P:P-P

Palavra-Porrada é um ezine mensal com textos que só têm uma coisa
em comum: teor zero de açúcar.

Os textos-porradas não têm que ser agressivos. Não têm que ser
violentos. Não têm que ser grosseiros (aqui tem até poema de amor,
mas sem rima de "coração" com "paixão").

A participação é livre e recebemos material até o último domingo
do mês anterior a cada edição. As instruções para envio estão na
guia "Dê Porrada!". Claro que não dá pra publicar tudo o que
chega. Mas a gente lê tudo o que recebe e escolhe cerca de 30
de cada vez.


Este XIV Round traz André de Castro, Benê Dito Deíta, Betty Vidigal, Carlos Eduardo Ferreira de Oliveira, Cesar Veneziani, Dani.'. Maiolo, Diogo Mizael, Dom Ramon, Flá Perez, Giovani Iemini, Isadora Krieger, Izacyl Guimarães Ferreira, Jorge Mendes, José Antonio Cavalcanti, Jurema Aprile, Leo Lobos, Ricardo Ruiz, Romério Rômulo Valadares, Solange Mazzeto e Vlado Lima, além dos responsáveis pela bagunça, Lúcia Gönczy e Allan Vidigal.
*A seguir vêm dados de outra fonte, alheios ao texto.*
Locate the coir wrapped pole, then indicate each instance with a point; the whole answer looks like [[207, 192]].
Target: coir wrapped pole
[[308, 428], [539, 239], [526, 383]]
Fomos assunto do programa Prosa & Verso da Radio Senado. Dá pra
baixar aqui.

5 de ago. de 2010

P: P-P, V Round

ACHADOS DO ACHISMO (Cairo Trindade)

antes...

eu achava isso e aquilo e o caralho

ilações deduções conclusões

até achei que me achara

às vezes me achando o cara

às vezes me achando um chato

achei q era o rei do insight

acabei enchendo o saco

ontem

diante do espelho

me achei no fundo do outro lado:

agora

eu não acho mais nada


AIS (Nilson Moreno)

Ah, se fosse mais que ais
e se desatasse nós

e não me deixasse só
tão-semente com meu caos

nas funduras abissais
do mar e feito de pó

enfrentando tais chacais
com gravatas, paletós

sonhando crer num após
como não se viu jamais.


ÁLBUM DE FAMÍLIA II: O HOMEM QUE COMEU MINHA MÃE (Vlado Lima)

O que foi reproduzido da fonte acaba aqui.